By Adeyemi Adepetun
As part of measures to curb rising cases of fraudulent phone calls across the globe, the Global System for Mobile telecommunications Association (GSMA) is expanding its fraud prevention service portfolio across the industry.
This move is expected to enhance the telecoms industry’s capacity to combat robocalling and other unwanted or fraudulent calls.
Together with technology partner Mobileum, GSMA has developed a new international fraud deterrent system, unveiled on Tuesday at MWC21 as a proof-of-concept model. GSMA now invites the global telecoms industry to trial the model.
The invitation is open for a range of global telecoms stakeholders to participate, including mobile and fixed carriers, voice over IP operators, voice and signalling wholesalers around the world. The aim of the trial is to evaluate advanced collaborative fraud and nuisance call prevention techniques.
The GSMA is an industry organisation that represents the interests of mobile network operators worldwide. More than 750 mobile operators are full GSMA members and a further 400 companies in the broader mobile ecosystem are associate members.
GSMA Chief Technical Officer, Alex Sinclair, said the US Federal Communications Commission recently said fraudulent robocall schemes costs American about $10 billion yearly, with most perpetrators operating overseas.
Sinclair said it’s a challenge faced by citizens globally, which is “why we’re calling on telecoms operators – mobile, fixed-line, Internet-based and wholesalers – to share their insights and experience so we can together locate and mitigate these sources of fraudulent activity.”
The joint initiative will explore a series of tools using real fraud incidents, which will help limit a wide variety of fraud and nuisance calls. These include: Case handling – allowing multiple networks to work on a problem: Call path tracing – to find the source of a call when that source is disguised; Live threat monitoring and alerts – providing a real time view and warnings about active fraud campaigns; Network identifier address book – providing an authenticated list of network identifiers; and Call validation – to confirm the provenance of a call.
Chief of Risk Management business at Mobileum, Rui Paiva, said, “By combining the industry’s collective intelligence and locally based information with our latest technology, we can deliver game-changing support to tackle fraud,” said “Our cloud-native platform provides the necessary tools to make a material difference, delivering the results and improvements everybody wants.”
Though, the Nigerian Communications Commission (NCC) had been able to stem the tide, Nigeria had in the last three and half years battle call masking, call refilling and SIM boxing, which are all targeted at fraudulent call services.
SIM Boxing or Interconnect Bypass Fraud has been one of the most prevalent frauds in the telecoms industry today. It happens when calls made via the Internet are sent to Simboxes (machines that house SIM cards), which redirect this illegal voice over Internet protocol (VoIP) traffic onto mobile networks.
Call masking on the other hand is when a call is masked or refilled when a number is deliberately classified to a different route and SIM boxing to describe one of the many tools in use) has many dimensions.

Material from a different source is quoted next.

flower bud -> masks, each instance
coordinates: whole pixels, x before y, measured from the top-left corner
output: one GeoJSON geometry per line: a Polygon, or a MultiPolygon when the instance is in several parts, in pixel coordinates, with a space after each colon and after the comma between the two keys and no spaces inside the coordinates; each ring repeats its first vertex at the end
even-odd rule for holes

According to experts, SIM boxing fraud costs the industry to lose about $3 billion in revenue yearly. The Chief Executive Officer, NCC, Prof Garba Danbatta, had described call masking as a phenomenon, whereby an international call is masked to appear as a local call on any GSM network in Nigeria while SIM Boxing on the other hand refers to electronic boxes or devices with multiple SIMs that have the capacity to terminate calls at local interconnect rates.

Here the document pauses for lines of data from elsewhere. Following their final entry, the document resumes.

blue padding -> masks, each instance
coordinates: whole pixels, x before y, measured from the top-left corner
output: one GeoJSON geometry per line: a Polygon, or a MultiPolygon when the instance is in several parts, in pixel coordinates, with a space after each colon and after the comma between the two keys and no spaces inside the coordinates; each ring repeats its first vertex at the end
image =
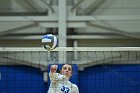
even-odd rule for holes
{"type": "Polygon", "coordinates": [[[43,74],[28,66],[1,66],[0,93],[46,93],[43,74]]]}

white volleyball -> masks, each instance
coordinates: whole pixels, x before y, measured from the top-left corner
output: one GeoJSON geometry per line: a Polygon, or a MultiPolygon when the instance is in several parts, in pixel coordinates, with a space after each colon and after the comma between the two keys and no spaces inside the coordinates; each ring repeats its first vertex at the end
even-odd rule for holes
{"type": "Polygon", "coordinates": [[[57,46],[57,43],[58,43],[56,36],[52,35],[52,34],[47,34],[47,35],[43,36],[41,42],[42,42],[44,48],[47,50],[55,49],[57,46]]]}

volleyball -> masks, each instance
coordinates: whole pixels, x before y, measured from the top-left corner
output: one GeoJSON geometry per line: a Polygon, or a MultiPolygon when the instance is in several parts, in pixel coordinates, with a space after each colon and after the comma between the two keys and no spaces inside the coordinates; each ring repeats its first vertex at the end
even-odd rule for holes
{"type": "Polygon", "coordinates": [[[43,36],[41,42],[42,42],[44,48],[47,50],[55,49],[57,46],[57,43],[58,43],[56,36],[52,35],[52,34],[47,34],[47,35],[43,36]]]}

He recalled that SIM Boxing started at the time the Commission decided to review international termination rates from N3.90 per minute to N24.40 per minute for international inbound traffic, which provided an opportunity for technology manipulators to terminate calls at N3.90 per minute and cart away the difference, thereby cutting the revenue meant for the operators and by implication the government. A SIM box, he explained, has the capacity to receive and transmit calls undetected.
“However, the challenge is that these SIM boxes are never type-approved by the Commission, an indication that they are being used illegally in the country,” he had said.
Determined to end the twin evil, the NCC had, vide a letter with Ref: TSNI/GEN/VOL.4/115, directed relevant licensees to ensure the cessation of call masking or refiling activity on their networks. A deadline was set. Furthermore, on August 3, 2017, at a stakeholders meeting organised by the Commission in which the affected companies participated, it was resolved that a comprehensive investigation would be carried out by the NCC to determine the companies/licenses involved in the illegal act
Licensees were warned to desist from the practice. It was also agreed that identified culprits would be sanctioned as part of measures to forestall the negative impact of this incidence on national security.